There have been several substantive developments as well. First, it appears that German inflation is stickier than expected as the preliminary state reports suggest a 2.3% pace rather than 2.1%., which is what was expected and also was the January print. Second, Italy’s run of well received bond auctions continues. Today it raised about 6.25 bln euro in 5 and 10-year paper, the latter being a new benchmark. The auctions for these tenors resulted in the lowest yields since May and August 2011 respectively. There was follow through in the secondary market. Third, in contrast, Spanish bonds are under pressure following the Spanish finance minister admission that the deficit blow out last year was more than initially claimed. Last year’s deficit was 8.5% of GDP, up from initial estimates of 8.2% and the 6% target. Fourth, French Socialist presidential candidate Hollande has been pressing his case harder, calling for a 75% income tax on top earners and insisting on renegotiating the fiscal compact. Sarkozy has been unable to capitalize as appears to backtrack from promise to put the issue before a public referendum.
The Swedish krona is among one of the best performing currencies in the G10 this morning driven in part by strong domestic data and favorable risk appetite.
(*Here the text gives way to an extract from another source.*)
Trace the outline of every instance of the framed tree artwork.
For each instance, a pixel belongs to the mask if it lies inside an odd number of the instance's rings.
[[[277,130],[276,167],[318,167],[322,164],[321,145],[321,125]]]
On the data front, retail sales unexpectedly gained in January and beat consensus expectations by increasing 0.1% vs. 0.0% m/m. The sales were powered by strong exports and surge in household confidence following the Riksbank move to ease policy at the February 16 meeting. At the same time, the Krona is also benefitting from the improved financial conditions in the euro zone ahead of tomorrow’s LTRO announcement. Indeed, while the SEK has recently lagged behind NOK as a result of the Riksbank’s rate cut and higher oil prices, it seems many of the negatives that have been weighing on the SEK have been fully priced in at this juncture as economic data is expected to stabilize amid the improvement in euro zone data, Germany in particular. In the near-term we see support for EUR/SEK at 8.82, with resistance at 8.820.
Hungary central bank holds its policy meeting at 8am NY time, with rates expected to be kept steady at 7.0%. If it were not for the currency risks, the central bank would likely be on an easing path already. Economic numbers have come in mixed in recent weeks, but are expected to worsen substantially this year given the declining confidence in the economy and likely credit contraction by banks. However, inflation and wage data is coming in way too high to warrant easing near-term. But even more concerning, core inflation jumped to 4.9% y/y in January. Positive sentiment towards HUF has continued on supportive comments by Orban and other senior government officials about getting an agreement with the IMF, but we do not think it is enough to change the central bank’s cautious stance. In the near term, however, we think that EUR/HUF based around 286 this month, which coincides with the 62% retracement level of the July-January rise, and we see levels near 290 as a good area to establish new medium-term HUF shorts.